1M context, Very fast, Cost-efficient

Verdict: Vedika Pro Ultra vs Gemini 2.5 Flash

For cost efficiency, Gemini 2.5 Flash wins at $0.015/1M input tokens. For speed, Gemini 2.5 Flash is faster at ~200ms. Vedika Pro Ultra excels at Kundali matching reports while Gemini 2.5 Flash is better for Real-time chatbots. Both are available on XALEN through a single API — try them in the Playground to see which fits your workload.

Detailed Analysis

Pricing Comparison

Vedika Pro Ultra costs $0.12/1M input tokens and $0.20/1M output tokens. Gemini 2.5 Flash costs $0.015 input and $0.06 output. Gemini 2.5 Flash is 8.0x cheaper on input tokens. XALEN offers batch processing at 50% discount on both models.

Performance & Context

Vedika Pro Ultra has a 256K context window with ~600ms latency. Gemini 2.5 Flash offers 1M context at ~200ms. Gemini 2.5 Flash has the larger context window.

Best For

Vedika Pro Ultra (Domain Specialist) is optimized for: Kundali matching reports, Multi-chart analysis, Enterprise platforms. Gemini 2.5 Flash (Fast) works best for: Real-time chatbots, Fast content generation, Streaming.

Try Both on XALEN

Both models are available through XALEN's OpenAI-compatible API. Switch between them by changing the model parameter:

from xalen import XALEN

client = XALEN(api_key="xln_test_YOUR_KEY")

# Use Vedika Pro Ultra
response_a = client.chat.completions.create(
    model="vedika-pro-ultra",
    messages=[{"role": "user", "content": "Your question here"}]
)

# Use Gemini 2.5 Flash
response_b = client.chat.completions.create(
    model="gemini-2-5-flash",
    messages=[{"role": "user", "content": "Your question here"}]
)

Start Building with XALEN

200+ AI models. One API. Pay-as-you-go.

Get API Key Try in Playground

Frequently Asked Questions

Which is better, Vedika Pro Ultra or Gemini 2.5 Flash?

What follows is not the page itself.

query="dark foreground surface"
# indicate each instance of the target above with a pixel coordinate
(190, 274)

Vedika Pro Ultra (Domain Specialist, 120B) offers 256K context. Gemini 2.5 Flash (Fast, ~200B) offers 1M context. Choose Vedika Pro Ultra for Kundali matching reports or Gemini 2.5 Flash for Real-time chatbots.

How much does Vedika Pro Ultra cost vs Gemini 2.5 Flash?

Vedika Pro Ultra: $0.12/1M input, $0.20/1M output. Gemini 2.5 Flash: $0.015/1M input, $0.06/1M output. Both available on XALEN with batch processing at 50% discount.

Can I use both models on XALEN?

Yes. XALEN provides 200+ models through a single OpenAI-compatible API. Switch between Vedika Pro Ultra and Gemini 2.5 Flash by changing the model parameter. No code changes needed.

Related Comparisons

Vedika Pro Ultra vs Vedika Standard Vedika Pro Ultra vs Vedika Fast Vedika Pro Ultra vs Gemini 2.0 Flash

Last updated: 2026-05-21. Pricing and specifications may change. Check pricing page for latest rates.